American mortgages have been sliced and diced, bundled into complex financial vehicles, then sold around the world.
"I think the note has been sold so many times and they have become so sloppy with their paperwork it could be on a dumpster somewhere for all I know," said Jacci O'Brien, a Florida homeowner.
All the banking and financial managers know too, that is becoming a safety net for homeowners.
If the loan servicer can't prove they are collecting the money legally, the homeowner is off the hook -- at least temporarily.
"We've never seen a company produce the original note yet," said Attorney Chris Hoyer.
Hoyer set up a www.consumerwarningnetwork.com offering consumers advice and paperwork to pursue a "Produce the note" strategy.
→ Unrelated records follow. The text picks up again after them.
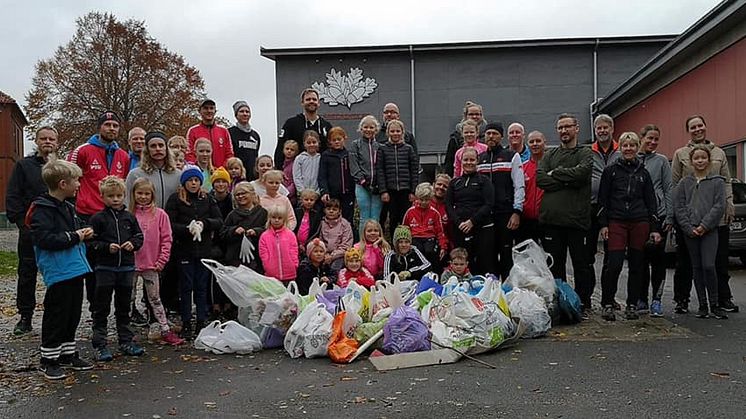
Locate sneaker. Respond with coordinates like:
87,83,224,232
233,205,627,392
13,316,32,335
130,310,148,327
95,346,114,362
180,324,193,341
625,305,639,320
636,300,649,313
601,305,616,321
59,353,94,371
119,342,145,356
161,330,185,346
674,301,689,314
612,300,622,311
719,299,739,313
696,306,709,318
711,307,729,320
650,300,663,317
39,361,66,380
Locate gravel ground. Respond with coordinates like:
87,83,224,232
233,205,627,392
0,228,18,252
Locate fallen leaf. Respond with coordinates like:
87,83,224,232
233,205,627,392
219,390,231,397
167,407,177,416
710,372,730,378
340,376,357,381
353,396,367,404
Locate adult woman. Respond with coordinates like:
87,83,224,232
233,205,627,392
445,148,495,275
598,132,660,321
444,101,488,177
350,115,382,230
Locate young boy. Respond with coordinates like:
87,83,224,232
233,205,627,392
383,226,431,281
441,248,473,283
402,182,448,270
28,159,94,380
89,176,144,361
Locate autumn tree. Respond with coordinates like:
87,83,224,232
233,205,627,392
25,12,206,153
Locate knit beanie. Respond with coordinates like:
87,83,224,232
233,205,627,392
180,165,204,186
306,238,327,255
484,122,504,136
97,110,121,127
393,225,412,243
232,100,250,116
344,247,362,262
144,131,167,146
211,166,231,184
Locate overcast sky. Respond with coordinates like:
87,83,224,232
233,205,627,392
1,0,721,155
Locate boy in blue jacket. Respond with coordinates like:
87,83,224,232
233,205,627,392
27,159,95,380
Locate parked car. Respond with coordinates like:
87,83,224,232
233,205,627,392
730,180,746,265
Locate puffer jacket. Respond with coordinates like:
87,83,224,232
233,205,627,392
259,226,299,281
318,148,354,197
165,191,223,260
674,175,726,235
638,151,673,224
89,206,144,269
597,157,658,229
536,145,592,230
349,137,380,191
445,171,494,227
319,217,354,261
376,141,418,193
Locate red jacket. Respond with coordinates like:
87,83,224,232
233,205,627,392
259,226,299,281
402,205,448,250
431,199,451,249
337,267,375,289
68,135,130,216
522,158,544,220
186,123,234,167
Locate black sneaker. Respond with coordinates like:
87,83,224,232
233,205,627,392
601,305,616,321
131,310,148,327
59,353,94,370
180,324,192,341
674,301,689,314
13,316,32,335
711,308,729,320
40,361,66,380
696,306,709,318
719,299,739,313
625,305,639,320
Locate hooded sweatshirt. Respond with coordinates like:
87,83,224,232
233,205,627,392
68,135,130,215
673,175,726,236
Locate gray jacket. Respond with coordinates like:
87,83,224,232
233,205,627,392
591,141,621,204
349,137,380,191
638,151,673,224
292,151,321,193
125,166,182,209
673,175,726,235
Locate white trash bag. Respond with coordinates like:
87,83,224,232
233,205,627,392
506,239,557,304
194,320,262,354
506,288,551,338
284,303,334,358
201,259,286,308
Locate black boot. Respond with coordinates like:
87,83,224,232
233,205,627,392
13,315,32,335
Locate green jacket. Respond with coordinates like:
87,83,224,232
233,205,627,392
536,145,593,230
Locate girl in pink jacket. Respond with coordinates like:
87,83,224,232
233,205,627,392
259,204,299,282
131,178,184,346
319,198,354,274
354,219,391,280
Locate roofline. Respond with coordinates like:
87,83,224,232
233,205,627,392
260,34,676,60
599,0,746,115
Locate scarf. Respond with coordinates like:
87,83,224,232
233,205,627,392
235,122,252,133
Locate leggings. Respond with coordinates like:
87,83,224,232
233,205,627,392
136,270,170,333
684,231,719,308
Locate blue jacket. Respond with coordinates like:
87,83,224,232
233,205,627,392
27,194,92,286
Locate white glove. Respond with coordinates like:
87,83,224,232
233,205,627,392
240,235,255,265
187,220,203,242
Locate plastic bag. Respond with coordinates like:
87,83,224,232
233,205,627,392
555,279,582,324
354,318,387,343
239,235,255,265
284,303,334,358
259,282,300,331
327,311,359,363
506,239,557,304
416,273,443,295
202,259,285,307
382,306,431,354
506,288,551,338
194,320,262,354
476,276,511,317
341,281,366,317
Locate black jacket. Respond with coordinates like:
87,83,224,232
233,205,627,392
296,259,334,295
318,148,354,197
598,157,658,229
445,171,494,227
275,113,333,169
5,154,48,226
293,206,323,241
228,126,261,182
165,191,224,260
376,130,418,156
209,190,234,220
220,206,267,269
383,247,431,281
89,206,144,269
477,144,521,215
376,141,418,193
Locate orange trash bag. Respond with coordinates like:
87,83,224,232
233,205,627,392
328,311,359,363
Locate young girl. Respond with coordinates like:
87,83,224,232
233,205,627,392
259,205,299,283
172,150,186,171
319,127,356,226
293,131,322,194
453,120,488,177
337,247,375,289
383,226,431,281
251,155,289,198
296,238,334,294
210,167,233,219
294,189,323,255
259,170,297,230
673,144,727,319
350,115,382,230
225,157,247,191
319,198,354,274
282,140,299,206
165,167,224,339
131,178,184,346
168,136,188,157
221,182,267,271
194,138,214,191
354,219,391,280
377,120,418,236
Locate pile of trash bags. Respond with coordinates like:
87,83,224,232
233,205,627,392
195,239,582,362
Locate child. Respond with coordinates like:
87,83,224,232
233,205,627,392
319,198,354,274
294,189,323,254
441,248,473,283
402,182,448,269
225,157,247,191
165,167,224,339
89,176,145,360
377,120,418,236
296,238,334,294
172,150,186,171
338,247,375,289
131,178,184,346
194,138,214,191
251,155,289,198
673,144,727,319
28,159,94,380
293,130,322,194
350,115,382,229
453,120,488,177
319,127,356,226
259,204,299,283
221,181,267,272
168,136,188,157
355,219,391,280
259,170,297,230
282,140,299,206
210,167,233,219
383,226,430,281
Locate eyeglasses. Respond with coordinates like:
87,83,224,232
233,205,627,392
556,124,577,131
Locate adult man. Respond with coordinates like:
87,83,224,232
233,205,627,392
375,103,418,154
275,88,333,169
127,127,146,170
6,126,59,334
537,114,593,315
228,100,261,180
507,122,531,163
476,122,525,279
444,101,488,176
186,99,234,168
519,130,547,244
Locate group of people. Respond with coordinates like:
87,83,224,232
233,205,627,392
5,87,739,381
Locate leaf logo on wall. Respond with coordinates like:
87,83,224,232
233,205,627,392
311,67,378,109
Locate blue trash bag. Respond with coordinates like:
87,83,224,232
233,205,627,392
382,306,431,354
555,279,582,324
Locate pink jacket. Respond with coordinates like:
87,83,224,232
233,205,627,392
134,205,172,271
354,241,385,278
320,217,353,261
259,226,299,281
454,142,488,177
260,194,297,230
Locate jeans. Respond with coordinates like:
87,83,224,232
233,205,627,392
356,184,382,232
179,258,210,324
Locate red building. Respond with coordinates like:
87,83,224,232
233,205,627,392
0,90,28,217
598,0,746,179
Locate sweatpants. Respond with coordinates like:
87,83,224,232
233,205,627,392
685,231,719,308
16,226,38,318
91,270,134,348
602,221,649,307
137,270,170,333
640,224,667,303
493,212,516,280
40,277,84,364
178,258,210,325
516,218,543,247
77,213,97,313
452,224,495,276
542,225,593,308
412,237,440,271
385,190,411,239
715,225,733,304
673,225,693,304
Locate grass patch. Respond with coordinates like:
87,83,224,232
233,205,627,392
0,251,18,276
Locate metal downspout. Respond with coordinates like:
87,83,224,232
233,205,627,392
589,38,600,140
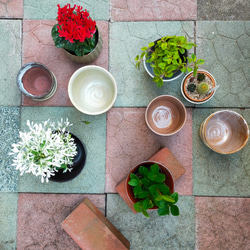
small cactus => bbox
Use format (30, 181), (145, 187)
(187, 83), (196, 92)
(197, 82), (209, 94)
(197, 73), (205, 82)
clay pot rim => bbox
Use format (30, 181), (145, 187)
(125, 161), (175, 210)
(145, 95), (187, 136)
(203, 110), (249, 154)
(181, 70), (216, 104)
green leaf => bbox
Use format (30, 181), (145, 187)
(141, 46), (148, 51)
(191, 53), (196, 62)
(133, 185), (143, 196)
(158, 205), (170, 216)
(148, 42), (155, 48)
(130, 173), (139, 180)
(170, 205), (180, 216)
(161, 195), (175, 203)
(155, 173), (166, 183)
(161, 42), (168, 50)
(171, 192), (179, 203)
(134, 201), (143, 212)
(128, 179), (140, 186)
(142, 210), (150, 217)
(139, 166), (149, 177)
(150, 164), (159, 174)
(187, 67), (193, 73)
(143, 198), (152, 210)
(82, 121), (90, 124)
(135, 55), (139, 61)
(141, 178), (150, 187)
(158, 62), (166, 69)
(140, 51), (145, 59)
(197, 59), (205, 65)
(158, 185), (170, 195)
(138, 191), (150, 199)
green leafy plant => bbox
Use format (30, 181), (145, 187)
(197, 73), (206, 82)
(135, 35), (205, 87)
(128, 163), (179, 217)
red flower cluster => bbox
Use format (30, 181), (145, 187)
(57, 4), (96, 43)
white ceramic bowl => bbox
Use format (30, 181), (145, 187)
(68, 66), (117, 115)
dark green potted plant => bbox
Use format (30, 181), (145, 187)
(126, 161), (179, 217)
(135, 35), (204, 87)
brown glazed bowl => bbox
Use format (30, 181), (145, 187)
(125, 161), (174, 210)
(200, 110), (249, 154)
(145, 95), (187, 136)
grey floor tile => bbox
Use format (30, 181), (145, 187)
(107, 194), (195, 250)
(193, 108), (250, 196)
(24, 0), (110, 20)
(197, 0), (250, 21)
(196, 21), (250, 107)
(0, 107), (20, 192)
(0, 193), (18, 250)
(17, 106), (106, 193)
(0, 20), (21, 106)
(110, 21), (195, 107)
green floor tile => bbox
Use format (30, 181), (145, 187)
(193, 108), (250, 196)
(0, 193), (18, 250)
(196, 21), (250, 107)
(0, 107), (20, 192)
(0, 20), (21, 106)
(110, 21), (195, 107)
(24, 0), (110, 20)
(107, 194), (195, 250)
(17, 106), (106, 193)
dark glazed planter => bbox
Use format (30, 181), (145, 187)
(17, 62), (57, 101)
(50, 133), (87, 182)
(63, 26), (103, 64)
(125, 161), (175, 210)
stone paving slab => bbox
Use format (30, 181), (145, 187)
(196, 21), (250, 107)
(195, 197), (250, 249)
(0, 193), (18, 250)
(22, 20), (109, 106)
(193, 108), (250, 197)
(0, 107), (20, 192)
(198, 0), (250, 21)
(111, 0), (197, 22)
(17, 106), (106, 193)
(0, 0), (23, 18)
(107, 194), (195, 250)
(105, 107), (193, 196)
(17, 193), (105, 250)
(110, 21), (195, 107)
(0, 20), (21, 106)
(23, 0), (110, 20)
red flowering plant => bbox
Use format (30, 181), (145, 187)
(51, 4), (97, 57)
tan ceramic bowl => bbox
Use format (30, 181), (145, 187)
(145, 95), (187, 136)
(200, 110), (249, 154)
(68, 66), (117, 115)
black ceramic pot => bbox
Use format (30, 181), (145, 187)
(50, 133), (86, 182)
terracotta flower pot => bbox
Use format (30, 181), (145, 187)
(181, 70), (216, 104)
(145, 95), (187, 136)
(200, 110), (249, 154)
(17, 62), (57, 101)
(63, 26), (103, 64)
(125, 161), (175, 210)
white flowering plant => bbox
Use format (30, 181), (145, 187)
(9, 119), (77, 183)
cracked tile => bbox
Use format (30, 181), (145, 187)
(17, 193), (105, 250)
(0, 20), (21, 106)
(105, 107), (193, 196)
(0, 0), (23, 18)
(195, 197), (250, 249)
(107, 194), (195, 250)
(193, 108), (250, 196)
(17, 106), (106, 193)
(196, 21), (250, 107)
(0, 107), (20, 192)
(22, 20), (109, 106)
(0, 193), (18, 249)
(111, 0), (197, 21)
(110, 21), (195, 107)
(23, 0), (110, 20)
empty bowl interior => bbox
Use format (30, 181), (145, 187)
(146, 95), (187, 136)
(205, 111), (249, 154)
(68, 67), (117, 115)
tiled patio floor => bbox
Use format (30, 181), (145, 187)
(0, 1), (250, 250)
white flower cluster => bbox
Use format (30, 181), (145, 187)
(9, 118), (77, 183)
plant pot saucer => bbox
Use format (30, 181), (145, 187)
(181, 69), (216, 105)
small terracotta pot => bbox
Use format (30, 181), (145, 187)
(17, 62), (57, 101)
(200, 110), (249, 154)
(63, 26), (103, 64)
(181, 70), (216, 104)
(145, 95), (187, 136)
(125, 161), (175, 210)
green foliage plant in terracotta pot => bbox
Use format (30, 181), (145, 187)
(9, 119), (86, 183)
(51, 4), (103, 64)
(135, 36), (205, 87)
(126, 161), (179, 217)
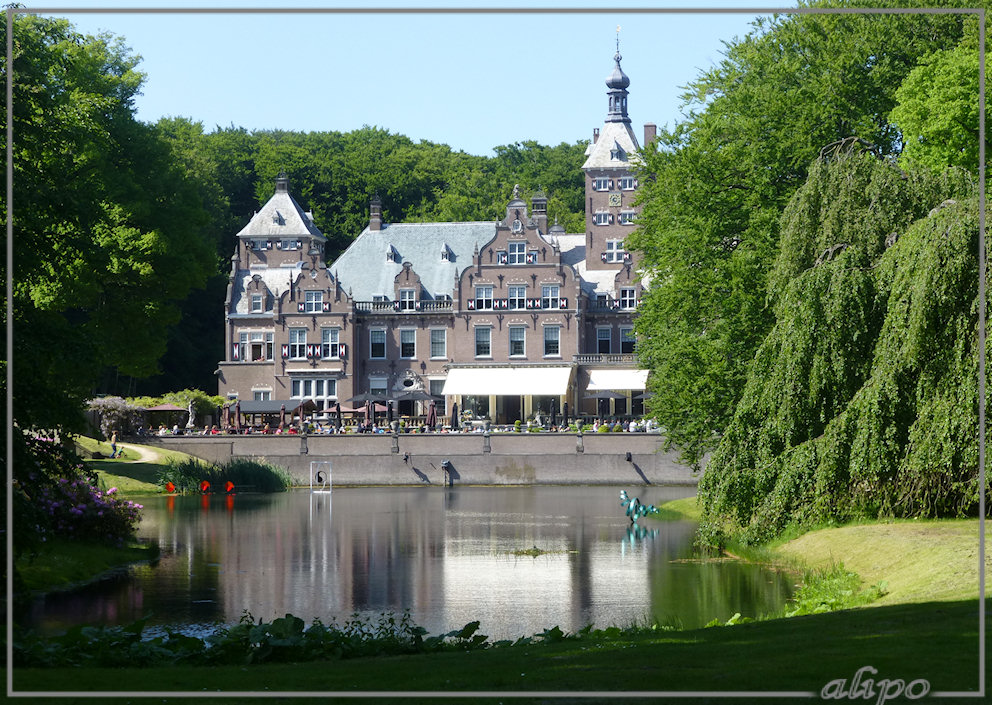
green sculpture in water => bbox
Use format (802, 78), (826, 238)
(619, 489), (659, 524)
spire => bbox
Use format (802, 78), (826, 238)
(605, 27), (630, 124)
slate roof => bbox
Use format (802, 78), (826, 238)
(236, 190), (326, 241)
(231, 263), (303, 314)
(582, 121), (642, 170)
(329, 222), (497, 301)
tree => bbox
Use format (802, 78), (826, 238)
(4, 14), (217, 431)
(628, 4), (968, 468)
(889, 17), (989, 174)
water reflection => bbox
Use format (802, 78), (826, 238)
(22, 486), (792, 640)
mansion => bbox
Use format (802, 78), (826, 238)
(217, 49), (654, 425)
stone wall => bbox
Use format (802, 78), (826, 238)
(142, 432), (698, 487)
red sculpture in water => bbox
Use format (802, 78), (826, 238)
(200, 480), (211, 493)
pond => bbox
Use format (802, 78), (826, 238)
(23, 486), (795, 640)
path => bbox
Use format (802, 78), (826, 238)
(118, 443), (163, 464)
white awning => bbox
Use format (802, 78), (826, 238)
(442, 367), (572, 396)
(586, 369), (649, 391)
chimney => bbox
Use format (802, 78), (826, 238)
(369, 194), (382, 231)
(531, 191), (548, 233)
(593, 128), (600, 144)
(643, 123), (657, 147)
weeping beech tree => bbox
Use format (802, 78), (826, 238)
(698, 149), (982, 544)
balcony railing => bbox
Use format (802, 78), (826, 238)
(573, 353), (638, 364)
(354, 300), (454, 314)
(585, 302), (637, 314)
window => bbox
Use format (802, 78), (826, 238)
(370, 329), (386, 359)
(253, 390), (271, 401)
(430, 329), (446, 359)
(475, 285), (494, 310)
(543, 326), (560, 357)
(619, 176), (636, 190)
(475, 327), (491, 357)
(541, 284), (560, 310)
(596, 293), (609, 308)
(400, 329), (416, 359)
(508, 241), (526, 265)
(509, 326), (526, 357)
(281, 239), (299, 251)
(321, 328), (339, 359)
(240, 331), (274, 362)
(250, 239), (269, 251)
(289, 328), (307, 359)
(304, 291), (323, 313)
(508, 285), (526, 310)
(620, 287), (637, 310)
(597, 327), (612, 354)
(399, 289), (416, 311)
(429, 379), (446, 415)
(610, 147), (625, 161)
(593, 177), (611, 191)
(621, 326), (636, 354)
(605, 240), (626, 263)
(369, 377), (388, 397)
(291, 377), (337, 406)
(251, 294), (264, 312)
(594, 211), (611, 226)
(619, 211), (636, 225)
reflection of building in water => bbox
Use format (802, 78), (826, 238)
(125, 489), (706, 638)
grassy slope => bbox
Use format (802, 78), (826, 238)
(75, 435), (202, 495)
(776, 519), (990, 605)
(16, 539), (158, 593)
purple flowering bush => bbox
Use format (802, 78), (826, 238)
(13, 432), (143, 554)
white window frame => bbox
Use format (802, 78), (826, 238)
(541, 284), (560, 310)
(251, 294), (264, 312)
(619, 211), (636, 225)
(593, 177), (611, 191)
(508, 241), (526, 265)
(370, 329), (386, 359)
(508, 285), (526, 310)
(475, 285), (494, 311)
(509, 326), (526, 357)
(399, 288), (416, 311)
(321, 327), (340, 359)
(475, 326), (492, 358)
(289, 328), (307, 360)
(281, 239), (299, 251)
(594, 211), (611, 226)
(619, 287), (637, 310)
(606, 240), (626, 263)
(253, 390), (272, 401)
(304, 290), (323, 313)
(430, 328), (446, 359)
(618, 176), (636, 190)
(400, 328), (416, 359)
(543, 326), (560, 357)
(291, 376), (338, 406)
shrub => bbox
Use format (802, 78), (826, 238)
(87, 397), (143, 438)
(159, 457), (292, 493)
(597, 424), (611, 433)
(13, 433), (142, 552)
(514, 420), (522, 432)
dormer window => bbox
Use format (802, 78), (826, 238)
(251, 294), (264, 312)
(386, 246), (398, 262)
(272, 210), (285, 225)
(610, 143), (625, 161)
(440, 245), (451, 261)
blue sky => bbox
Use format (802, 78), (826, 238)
(24, 1), (796, 155)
In Florida the strategy is forcing lenders to stop proceedings, buying homeowners precious time. But it has apparently never been tried here in California until now.
"They saved our house. She works day and night, day and night. We don't understand none of this. She is the one that did it," said Isabel Caporale.
Isabel and Richard Caporale are attempting to save their home. Debra Caporale their daughter in law. A different Florida attorney helped her by email.
"First, he said have your bankruptcy attorney file an amended schedule, listing the property is unsecured. Unsecured means that the servicer would have to stand up in court and say, 'It is secured we have the note,'" said Debra Caporale.
The Caporale's attorney Marc Voisenat did that, allowing him to say, "Produce the note." And on Friday the Caporale's went back in court hoping to be the first in a long line of homeowners successfully using the produce the note strategy in California.
"The judge gave us more time and they can't find the note yet, so we've got hope. Hopes, lost of hope," said Isabel Caporale.
Nothing was decided on Friday, but the note has still not been produced.
"They claim they have it, but I have no proof they have this note. You would think by now, it has been almost three months, they would have pulled out a copy if they had it," said Voisenat.
A recent study has found those documents are being lost an astounding 40-percent of the time. Now even without the note, the banks can eventually collect if they can prove they have the legal right to a note and have another one issued. But that takes time and for many in foreclosure time is needed to straighten out their financial situations.